Radiante de alegria, Raquel logo percebeu as inúmeras possibilidades de formato que um feixe de luz pode adquirir, bem como a velocidade de seus movimentos. Não teve dúvidas, reduzida ao tamanho de um pixel, entrou pelo monitor, numa viagem louca, colorida e alucinante... Enfim, lá estava, frente a frente ao amado.

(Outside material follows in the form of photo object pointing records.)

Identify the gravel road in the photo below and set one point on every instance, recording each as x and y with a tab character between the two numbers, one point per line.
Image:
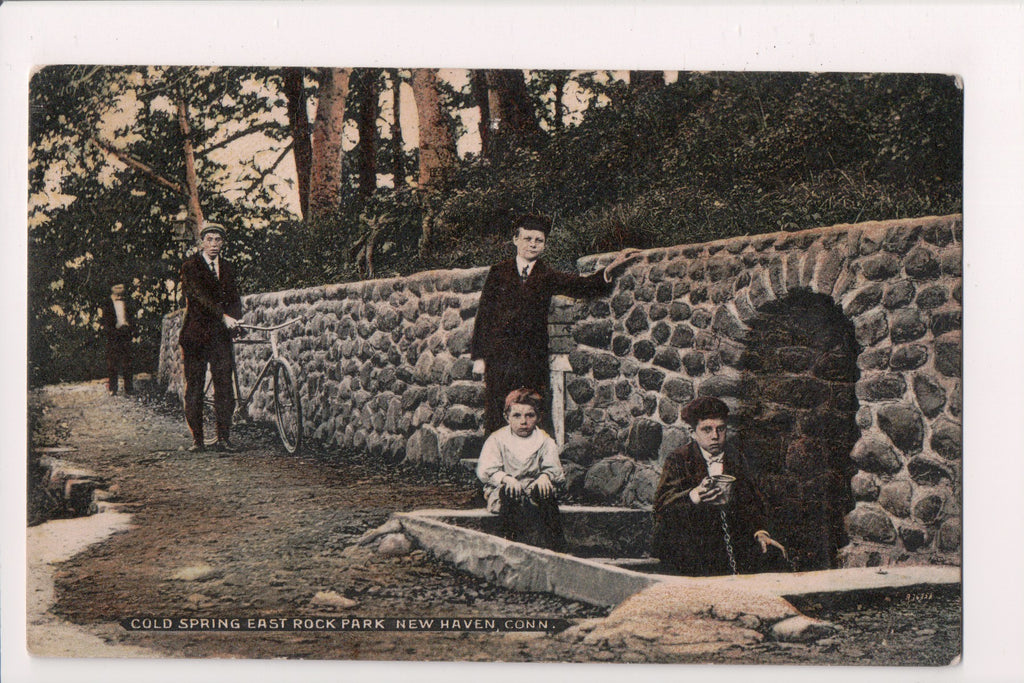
260	534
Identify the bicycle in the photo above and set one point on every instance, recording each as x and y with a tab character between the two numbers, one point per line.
287	403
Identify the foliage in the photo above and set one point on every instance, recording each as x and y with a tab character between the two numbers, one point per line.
708	157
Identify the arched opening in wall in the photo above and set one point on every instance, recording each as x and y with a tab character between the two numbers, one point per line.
800	423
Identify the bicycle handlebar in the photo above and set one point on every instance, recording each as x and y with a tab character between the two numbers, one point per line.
256	328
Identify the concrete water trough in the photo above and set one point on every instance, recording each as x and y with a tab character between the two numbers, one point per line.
607	563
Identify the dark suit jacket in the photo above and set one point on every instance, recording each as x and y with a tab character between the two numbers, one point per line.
689	537
109	317
207	299
511	324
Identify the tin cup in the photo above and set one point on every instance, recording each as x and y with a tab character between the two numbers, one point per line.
724	483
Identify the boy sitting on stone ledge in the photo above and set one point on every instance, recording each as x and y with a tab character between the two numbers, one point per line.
520	471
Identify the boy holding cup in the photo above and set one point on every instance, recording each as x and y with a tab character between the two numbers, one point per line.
709	516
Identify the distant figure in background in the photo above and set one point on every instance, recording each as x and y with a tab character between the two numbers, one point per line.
521	473
705	526
117	314
212	311
510	334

Espandiu-se, iluminando todo o seu rosto, cada parte de seu pescoço, ombros, nuca, descendo levemente por toda as costas... Aconchegou-se ao corpo do amado. Pode sentir o seu calor... seu perfume... as pulsações... a respiração ofegante... o suor que escorria...
Ele nada entendia daquelas novas emoções, mas deixou-se levar pelas ondas de calor e sensações luminosas a percorrer-lhe cada celula, cada músculo, cada membro...
Raquel já estava completamente fundida ao amado, que já não controlava mais os movimentos e as ondas  que corriam em seu corpo, e que se alargavam, dominando-o.
Raquel também não tinha mais controle de nada. Uma onda cósmica determinava todo aquele louco movimento, que aumentava como um oceano agitado, alternado com momentos de calmaria. Passaram horas nessa magia, quando, enfim, desfaleceram.
Com os primeiros raios de sol a descortinar a noite, Raquel levantou. Ainda esgotada pelo amor. Tentou juntar alguma força para refazer-se. Conseguiu organizar o pouco do que restou de seu etéreo ser. Logo correu, na velocidade da luz. Jogou-se, tonta e cansada, na tela do pc...
Desmaiou em sua cama, enquanto, do outro lado, o amado permanecia também desmaiado em qualquer outro lugar do planeta.
No dia seguinte, ambos acordaram felizes e refeitos tentando lembrar de cada detalhe daquele encontro que acreditaram não ter passado de um excitante e agradável sonho.